Saadi’s descriptive, and unassuming, style was uncommon when he started out. His poems drew on his life in the marshlands of southern Iraq, an Edenic setting of water and greenery with great movable houses, and even mosques, made out of reeds. His poverty as a child oriented his sympathies, and his travels from a semi-primordial setting to the world’s capitals made him a nimble soul who could make a home anywhere, knowing that exile is not a political wound but the poet’s stance in the world, a gift not a curse.

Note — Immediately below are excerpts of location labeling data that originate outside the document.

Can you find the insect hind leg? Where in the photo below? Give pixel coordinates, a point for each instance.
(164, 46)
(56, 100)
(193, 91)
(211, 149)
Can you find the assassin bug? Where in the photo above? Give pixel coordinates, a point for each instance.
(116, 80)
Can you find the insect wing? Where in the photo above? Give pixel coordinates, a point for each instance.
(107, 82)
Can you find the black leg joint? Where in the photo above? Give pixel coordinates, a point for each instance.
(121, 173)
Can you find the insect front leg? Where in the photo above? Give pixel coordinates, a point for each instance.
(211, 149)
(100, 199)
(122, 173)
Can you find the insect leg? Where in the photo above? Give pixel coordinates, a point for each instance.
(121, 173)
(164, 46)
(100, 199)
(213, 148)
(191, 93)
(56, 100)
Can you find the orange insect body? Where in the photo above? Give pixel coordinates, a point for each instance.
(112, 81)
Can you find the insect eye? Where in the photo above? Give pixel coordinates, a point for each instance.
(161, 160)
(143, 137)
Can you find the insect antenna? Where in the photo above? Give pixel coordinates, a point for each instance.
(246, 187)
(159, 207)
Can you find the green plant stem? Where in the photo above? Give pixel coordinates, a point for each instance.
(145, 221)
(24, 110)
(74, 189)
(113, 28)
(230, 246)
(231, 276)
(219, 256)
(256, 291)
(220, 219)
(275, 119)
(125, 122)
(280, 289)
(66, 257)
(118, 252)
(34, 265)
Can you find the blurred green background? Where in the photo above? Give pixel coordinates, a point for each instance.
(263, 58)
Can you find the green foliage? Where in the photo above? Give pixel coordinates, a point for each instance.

A keen observer of the world, Saadi can best be imagined with pen and paper looking through a window and taking down what he sees. As in all great poetry, the extroverted eye is almost always seeking metaphors for what remains muddled and muted inside. So intimate was his verse, his readers in the Arab world never shouted his name out loud. Yet his name has been an open secret, or an open sesame, to a remarkable poetic sensibility that has powerfully widened the breadth of the region’s poetry.
Saadi Youssef (1934-2021) is considered one of the most important contemporary poets in the Arab world. He was born near Basra, Iraq. Following his experience as a political prisoner in Iraq, he spent most of his life in exile, working as a teacher and literary journalist throughout North Africa and the Middle East. He is the author of over forty books of poetry. Youssef has also published two novels and a book of short stories, and several books of essay and memoir. Youssef, who spent the last two decades of his life in London, was a leading translator to Arabic of works by Walt Whitman, Ngugi wa Thiong’o, and Federico Garcia Lorca, among many others.
Khaled Mattawa is the William Wilhartz Professor of English Language and Literature at the University of Michigan. Mattawa’s latest book of poems is Fugitive Atlas (Graywolf, 2020). He is the editor-in-chief of Michigan Quarterly Review.